O Jornal Caiçara completa 64 anos de muito trabalho, esforço e dedicação.

Vou escrever sobre o aniversário do Jornal Caiçara e como dizia Clarice Lispector: “Já que se há de escrever, que pelo menos não se esmaguem com palavras as entrelinhas”.
E com certeza, muita coisa ficará nas entrelinhas, o que será importante ser entendido, pois aqui está sendo registrado não apenas um passar do tempo, mas sobre uma equipe que usa da lisura para analisar com pertinácia toda matéria que registra e entrega aos seus leitores, todas as semanas.
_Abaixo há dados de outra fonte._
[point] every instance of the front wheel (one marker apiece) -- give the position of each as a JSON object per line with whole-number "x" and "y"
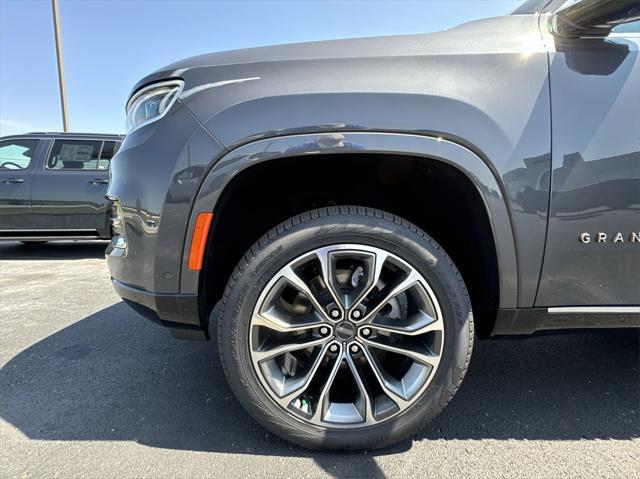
{"x": 345, "y": 328}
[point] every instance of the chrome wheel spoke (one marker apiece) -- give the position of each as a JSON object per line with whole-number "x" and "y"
{"x": 322, "y": 404}
{"x": 415, "y": 325}
{"x": 365, "y": 405}
{"x": 297, "y": 282}
{"x": 410, "y": 279}
{"x": 389, "y": 387}
{"x": 298, "y": 387}
{"x": 327, "y": 274}
{"x": 427, "y": 359}
{"x": 268, "y": 353}
{"x": 379, "y": 259}
{"x": 270, "y": 319}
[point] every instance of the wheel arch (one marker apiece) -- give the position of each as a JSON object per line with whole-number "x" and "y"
{"x": 470, "y": 164}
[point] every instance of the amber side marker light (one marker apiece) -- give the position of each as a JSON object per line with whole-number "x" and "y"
{"x": 199, "y": 240}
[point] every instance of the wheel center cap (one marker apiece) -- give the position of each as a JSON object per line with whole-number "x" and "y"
{"x": 345, "y": 331}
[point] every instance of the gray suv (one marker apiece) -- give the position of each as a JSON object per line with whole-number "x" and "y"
{"x": 352, "y": 214}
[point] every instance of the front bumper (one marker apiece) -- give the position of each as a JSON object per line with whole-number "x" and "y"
{"x": 177, "y": 312}
{"x": 155, "y": 177}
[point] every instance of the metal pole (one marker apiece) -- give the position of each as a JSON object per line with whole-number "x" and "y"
{"x": 63, "y": 96}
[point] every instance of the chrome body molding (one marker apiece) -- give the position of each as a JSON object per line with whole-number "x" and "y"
{"x": 594, "y": 310}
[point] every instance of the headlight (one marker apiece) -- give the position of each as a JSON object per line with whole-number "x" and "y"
{"x": 151, "y": 103}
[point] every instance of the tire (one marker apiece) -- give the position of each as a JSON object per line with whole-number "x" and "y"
{"x": 344, "y": 225}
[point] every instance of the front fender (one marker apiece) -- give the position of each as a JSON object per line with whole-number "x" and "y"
{"x": 477, "y": 170}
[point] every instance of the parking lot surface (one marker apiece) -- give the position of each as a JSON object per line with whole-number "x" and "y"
{"x": 90, "y": 389}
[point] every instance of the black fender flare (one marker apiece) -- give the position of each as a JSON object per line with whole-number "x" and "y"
{"x": 471, "y": 164}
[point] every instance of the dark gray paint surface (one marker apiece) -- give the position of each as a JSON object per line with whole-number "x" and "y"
{"x": 596, "y": 174}
{"x": 485, "y": 87}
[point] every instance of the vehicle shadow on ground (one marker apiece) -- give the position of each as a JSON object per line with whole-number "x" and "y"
{"x": 115, "y": 376}
{"x": 64, "y": 250}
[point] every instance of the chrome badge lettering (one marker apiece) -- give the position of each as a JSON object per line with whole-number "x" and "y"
{"x": 618, "y": 237}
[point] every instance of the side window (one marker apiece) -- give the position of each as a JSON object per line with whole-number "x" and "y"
{"x": 17, "y": 154}
{"x": 74, "y": 155}
{"x": 108, "y": 150}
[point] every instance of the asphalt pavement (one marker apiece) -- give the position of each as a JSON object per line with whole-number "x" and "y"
{"x": 88, "y": 388}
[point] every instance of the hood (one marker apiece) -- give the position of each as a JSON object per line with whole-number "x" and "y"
{"x": 495, "y": 34}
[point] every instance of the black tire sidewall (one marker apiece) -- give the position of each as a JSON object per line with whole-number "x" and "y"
{"x": 346, "y": 226}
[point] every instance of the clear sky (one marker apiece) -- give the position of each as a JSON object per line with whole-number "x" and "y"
{"x": 109, "y": 45}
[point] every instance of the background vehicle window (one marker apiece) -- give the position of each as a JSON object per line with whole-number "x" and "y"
{"x": 17, "y": 154}
{"x": 74, "y": 155}
{"x": 108, "y": 150}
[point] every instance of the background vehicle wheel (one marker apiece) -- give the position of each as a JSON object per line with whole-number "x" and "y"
{"x": 345, "y": 328}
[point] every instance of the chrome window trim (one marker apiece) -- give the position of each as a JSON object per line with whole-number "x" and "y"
{"x": 12, "y": 138}
{"x": 50, "y": 147}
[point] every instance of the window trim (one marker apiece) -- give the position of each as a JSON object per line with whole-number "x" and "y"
{"x": 33, "y": 158}
{"x": 57, "y": 170}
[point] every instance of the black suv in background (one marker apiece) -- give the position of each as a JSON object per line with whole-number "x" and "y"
{"x": 53, "y": 186}
{"x": 361, "y": 209}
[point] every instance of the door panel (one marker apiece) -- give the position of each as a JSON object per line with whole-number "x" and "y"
{"x": 593, "y": 241}
{"x": 68, "y": 193}
{"x": 17, "y": 158}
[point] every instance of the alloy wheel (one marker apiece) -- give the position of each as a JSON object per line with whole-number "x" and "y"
{"x": 346, "y": 336}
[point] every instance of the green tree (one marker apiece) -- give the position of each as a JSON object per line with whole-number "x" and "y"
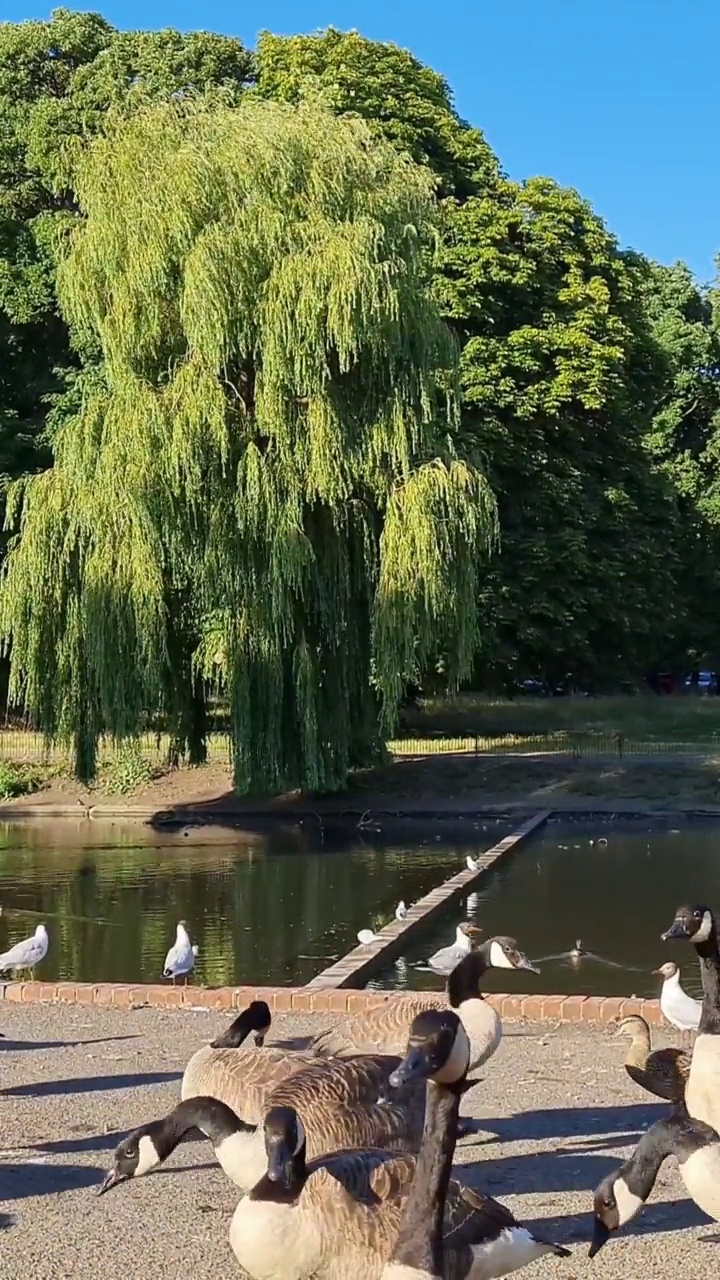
{"x": 686, "y": 442}
{"x": 58, "y": 80}
{"x": 401, "y": 100}
{"x": 559, "y": 380}
{"x": 267, "y": 456}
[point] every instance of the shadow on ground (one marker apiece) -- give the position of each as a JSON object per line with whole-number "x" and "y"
{"x": 21, "y": 1046}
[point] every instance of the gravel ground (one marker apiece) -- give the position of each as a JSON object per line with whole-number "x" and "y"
{"x": 555, "y": 1106}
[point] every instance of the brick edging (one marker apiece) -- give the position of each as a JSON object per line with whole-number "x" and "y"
{"x": 282, "y": 1000}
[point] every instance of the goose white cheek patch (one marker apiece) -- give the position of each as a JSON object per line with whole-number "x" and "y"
{"x": 146, "y": 1156}
{"x": 497, "y": 958}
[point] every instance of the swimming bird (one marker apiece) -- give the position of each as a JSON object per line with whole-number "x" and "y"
{"x": 702, "y": 1095}
{"x": 679, "y": 1009}
{"x": 438, "y": 1051}
{"x": 340, "y": 1216}
{"x": 180, "y": 960}
{"x": 446, "y": 959}
{"x": 365, "y": 937}
{"x": 662, "y": 1072}
{"x": 384, "y": 1029}
{"x": 24, "y": 955}
{"x": 621, "y": 1194}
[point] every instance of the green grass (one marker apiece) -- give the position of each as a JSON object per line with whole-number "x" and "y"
{"x": 643, "y": 718}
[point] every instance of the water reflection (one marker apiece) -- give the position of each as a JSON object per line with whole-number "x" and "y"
{"x": 613, "y": 887}
{"x": 272, "y": 908}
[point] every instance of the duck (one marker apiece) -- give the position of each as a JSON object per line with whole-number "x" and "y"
{"x": 238, "y": 1074}
{"x": 338, "y": 1217}
{"x": 180, "y": 960}
{"x": 384, "y": 1029}
{"x": 341, "y": 1105}
{"x": 702, "y": 1095}
{"x": 24, "y": 955}
{"x": 662, "y": 1072}
{"x": 446, "y": 959}
{"x": 440, "y": 1050}
{"x": 621, "y": 1194}
{"x": 679, "y": 1009}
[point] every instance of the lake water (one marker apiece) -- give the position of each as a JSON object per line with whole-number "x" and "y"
{"x": 272, "y": 909}
{"x": 614, "y": 887}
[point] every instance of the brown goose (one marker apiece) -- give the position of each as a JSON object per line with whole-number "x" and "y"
{"x": 384, "y": 1029}
{"x": 662, "y": 1072}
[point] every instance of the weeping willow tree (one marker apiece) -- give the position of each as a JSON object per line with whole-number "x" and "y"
{"x": 260, "y": 480}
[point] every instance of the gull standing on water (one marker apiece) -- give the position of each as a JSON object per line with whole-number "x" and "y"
{"x": 28, "y": 952}
{"x": 180, "y": 960}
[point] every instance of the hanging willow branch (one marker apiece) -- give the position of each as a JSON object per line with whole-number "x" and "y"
{"x": 268, "y": 456}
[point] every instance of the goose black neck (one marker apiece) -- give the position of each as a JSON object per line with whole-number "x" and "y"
{"x": 463, "y": 982}
{"x": 209, "y": 1115}
{"x": 419, "y": 1240}
{"x": 233, "y": 1036}
{"x": 673, "y": 1136}
{"x": 288, "y": 1191}
{"x": 710, "y": 974}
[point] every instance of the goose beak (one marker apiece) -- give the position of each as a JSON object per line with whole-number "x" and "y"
{"x": 600, "y": 1237}
{"x": 417, "y": 1065}
{"x": 675, "y": 931}
{"x": 110, "y": 1180}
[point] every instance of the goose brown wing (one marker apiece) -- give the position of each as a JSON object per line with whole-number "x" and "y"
{"x": 470, "y": 1216}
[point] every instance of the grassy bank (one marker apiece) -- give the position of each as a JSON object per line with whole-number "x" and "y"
{"x": 645, "y": 717}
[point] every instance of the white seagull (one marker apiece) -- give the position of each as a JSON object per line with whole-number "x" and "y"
{"x": 28, "y": 952}
{"x": 180, "y": 960}
{"x": 680, "y": 1010}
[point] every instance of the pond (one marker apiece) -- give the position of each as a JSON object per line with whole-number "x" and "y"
{"x": 614, "y": 887}
{"x": 269, "y": 909}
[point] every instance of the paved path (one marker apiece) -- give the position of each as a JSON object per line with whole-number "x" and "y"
{"x": 556, "y": 1111}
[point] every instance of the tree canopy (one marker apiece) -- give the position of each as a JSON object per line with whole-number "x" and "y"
{"x": 267, "y": 456}
{"x": 285, "y": 474}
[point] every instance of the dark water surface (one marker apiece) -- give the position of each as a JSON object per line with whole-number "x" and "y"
{"x": 615, "y": 887}
{"x": 272, "y": 908}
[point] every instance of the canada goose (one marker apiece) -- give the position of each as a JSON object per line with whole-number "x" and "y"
{"x": 702, "y": 1095}
{"x": 384, "y": 1029}
{"x": 338, "y": 1217}
{"x": 341, "y": 1105}
{"x": 24, "y": 955}
{"x": 621, "y": 1194}
{"x": 679, "y": 1009}
{"x": 662, "y": 1072}
{"x": 440, "y": 1051}
{"x": 465, "y": 938}
{"x": 241, "y": 1077}
{"x": 180, "y": 960}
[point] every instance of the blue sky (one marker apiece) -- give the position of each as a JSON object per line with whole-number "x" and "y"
{"x": 610, "y": 96}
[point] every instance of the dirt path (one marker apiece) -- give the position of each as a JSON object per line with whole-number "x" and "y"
{"x": 556, "y": 1112}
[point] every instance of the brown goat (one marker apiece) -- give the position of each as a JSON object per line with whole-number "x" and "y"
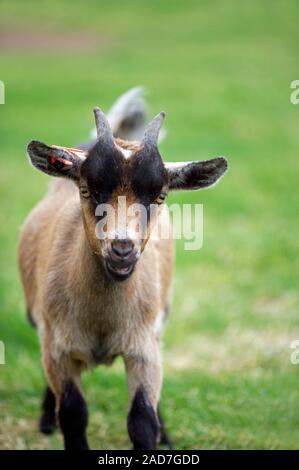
{"x": 72, "y": 276}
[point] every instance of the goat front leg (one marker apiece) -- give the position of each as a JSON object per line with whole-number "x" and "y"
{"x": 144, "y": 374}
{"x": 71, "y": 409}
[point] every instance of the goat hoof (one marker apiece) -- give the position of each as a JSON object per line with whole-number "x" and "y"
{"x": 47, "y": 425}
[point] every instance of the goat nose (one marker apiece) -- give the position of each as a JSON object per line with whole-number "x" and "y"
{"x": 122, "y": 247}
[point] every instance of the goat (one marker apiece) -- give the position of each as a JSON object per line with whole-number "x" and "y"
{"x": 95, "y": 298}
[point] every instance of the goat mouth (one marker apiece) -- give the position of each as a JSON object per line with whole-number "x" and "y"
{"x": 119, "y": 273}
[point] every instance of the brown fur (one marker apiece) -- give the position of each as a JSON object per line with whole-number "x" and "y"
{"x": 82, "y": 317}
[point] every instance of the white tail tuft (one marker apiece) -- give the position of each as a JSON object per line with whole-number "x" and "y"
{"x": 128, "y": 115}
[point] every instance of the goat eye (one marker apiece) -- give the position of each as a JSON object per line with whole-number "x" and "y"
{"x": 84, "y": 192}
{"x": 161, "y": 198}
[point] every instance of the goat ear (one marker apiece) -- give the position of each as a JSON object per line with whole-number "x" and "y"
{"x": 195, "y": 175}
{"x": 56, "y": 161}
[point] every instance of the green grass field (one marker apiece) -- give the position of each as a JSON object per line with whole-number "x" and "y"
{"x": 222, "y": 72}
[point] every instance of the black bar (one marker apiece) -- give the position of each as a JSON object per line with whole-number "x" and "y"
{"x": 131, "y": 459}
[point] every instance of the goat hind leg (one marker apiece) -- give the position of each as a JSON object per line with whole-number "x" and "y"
{"x": 47, "y": 422}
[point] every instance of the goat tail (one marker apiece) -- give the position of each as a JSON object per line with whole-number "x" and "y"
{"x": 128, "y": 115}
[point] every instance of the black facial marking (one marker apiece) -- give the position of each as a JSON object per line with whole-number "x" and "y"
{"x": 47, "y": 421}
{"x": 143, "y": 426}
{"x": 73, "y": 418}
{"x": 103, "y": 171}
{"x": 148, "y": 176}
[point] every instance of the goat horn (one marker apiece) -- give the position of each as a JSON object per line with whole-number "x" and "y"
{"x": 152, "y": 130}
{"x": 104, "y": 130}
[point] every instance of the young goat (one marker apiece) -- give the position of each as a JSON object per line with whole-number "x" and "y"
{"x": 71, "y": 276}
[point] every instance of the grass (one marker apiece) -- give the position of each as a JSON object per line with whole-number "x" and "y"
{"x": 222, "y": 72}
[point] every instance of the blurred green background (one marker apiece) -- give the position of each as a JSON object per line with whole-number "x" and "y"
{"x": 222, "y": 71}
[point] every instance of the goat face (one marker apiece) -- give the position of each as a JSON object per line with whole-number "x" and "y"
{"x": 113, "y": 171}
{"x": 120, "y": 195}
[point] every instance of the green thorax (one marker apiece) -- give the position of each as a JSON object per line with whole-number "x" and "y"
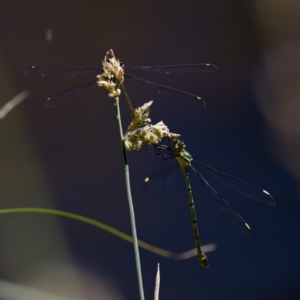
{"x": 184, "y": 158}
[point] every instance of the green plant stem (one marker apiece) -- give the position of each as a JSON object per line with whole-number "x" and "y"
{"x": 131, "y": 210}
{"x": 118, "y": 233}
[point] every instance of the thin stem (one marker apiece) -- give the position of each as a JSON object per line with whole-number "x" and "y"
{"x": 129, "y": 105}
{"x": 131, "y": 210}
{"x": 118, "y": 233}
{"x": 157, "y": 283}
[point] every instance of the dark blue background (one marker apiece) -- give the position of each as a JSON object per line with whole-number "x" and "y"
{"x": 76, "y": 146}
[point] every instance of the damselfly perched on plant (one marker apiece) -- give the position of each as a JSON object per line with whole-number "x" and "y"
{"x": 185, "y": 161}
{"x": 78, "y": 91}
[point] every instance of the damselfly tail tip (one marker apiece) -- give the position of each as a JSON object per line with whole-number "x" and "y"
{"x": 247, "y": 225}
{"x": 204, "y": 261}
{"x": 213, "y": 66}
{"x": 271, "y": 199}
{"x": 201, "y": 101}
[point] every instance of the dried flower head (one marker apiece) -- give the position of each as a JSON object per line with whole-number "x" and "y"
{"x": 112, "y": 76}
{"x": 140, "y": 130}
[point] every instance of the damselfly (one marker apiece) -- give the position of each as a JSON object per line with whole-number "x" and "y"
{"x": 85, "y": 88}
{"x": 185, "y": 162}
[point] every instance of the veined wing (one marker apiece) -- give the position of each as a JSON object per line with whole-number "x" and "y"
{"x": 168, "y": 91}
{"x": 233, "y": 217}
{"x": 243, "y": 187}
{"x": 177, "y": 68}
{"x": 61, "y": 71}
{"x": 160, "y": 180}
{"x": 69, "y": 94}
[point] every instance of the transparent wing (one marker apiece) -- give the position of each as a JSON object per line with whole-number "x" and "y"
{"x": 232, "y": 216}
{"x": 60, "y": 71}
{"x": 177, "y": 69}
{"x": 243, "y": 187}
{"x": 160, "y": 180}
{"x": 168, "y": 91}
{"x": 69, "y": 95}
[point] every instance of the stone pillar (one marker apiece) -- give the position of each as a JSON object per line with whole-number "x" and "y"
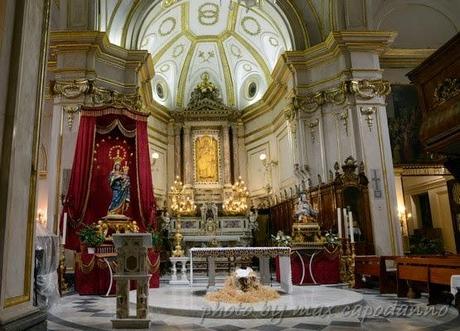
{"x": 242, "y": 155}
{"x": 226, "y": 147}
{"x": 24, "y": 44}
{"x": 188, "y": 156}
{"x": 236, "y": 162}
{"x": 177, "y": 151}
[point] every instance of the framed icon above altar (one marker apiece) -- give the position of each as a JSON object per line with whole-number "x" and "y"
{"x": 207, "y": 157}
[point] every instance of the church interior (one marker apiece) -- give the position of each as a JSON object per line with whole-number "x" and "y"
{"x": 230, "y": 164}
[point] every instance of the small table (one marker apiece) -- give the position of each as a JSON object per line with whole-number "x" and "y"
{"x": 263, "y": 253}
Pergunto aos “Senhores do Conselho de Sentença”, como posso falar em Jornal Caiçara sem citar o nome da Maria da Luz Augusto, a nossa querida Lulu?
Lulu, sempre deixou claro em seu trabalho a filosofia do jornal:
Professa a Verdade- Insinua o Belo- Advoga o Bem.
Um pouco da história do Jornal Caiçara,no dia 12 de agosto de 1953, a cidade de União da Vitória recebia a Nossa Senhora de Fátima, dia festivo, e foi quando o Jornal Caiçara circulou pela primeira vez, tendo Maria Daluz Augusto, Lulu, como era conhecida carinhosamente, no comando, sua circulação foi garantida sem interrupção alguma, mesmo durante os períodos de governo militar, Lulu manteve se firme em seus propósitos de divulgar a verdade.
Para potencializar seu trabalho, houve a necessidade de inovação, mudar a maneira, seguir em frente com a mudança, porém sem fugir ao estilo, sendo então sua marca registrada, e foi quando trouxe para perto de si, outras gerações, pois acreditava na máxima de que duas cabeças pensam melhor que uma então se juntou a ela, Rene e mais tarde, Delbrai.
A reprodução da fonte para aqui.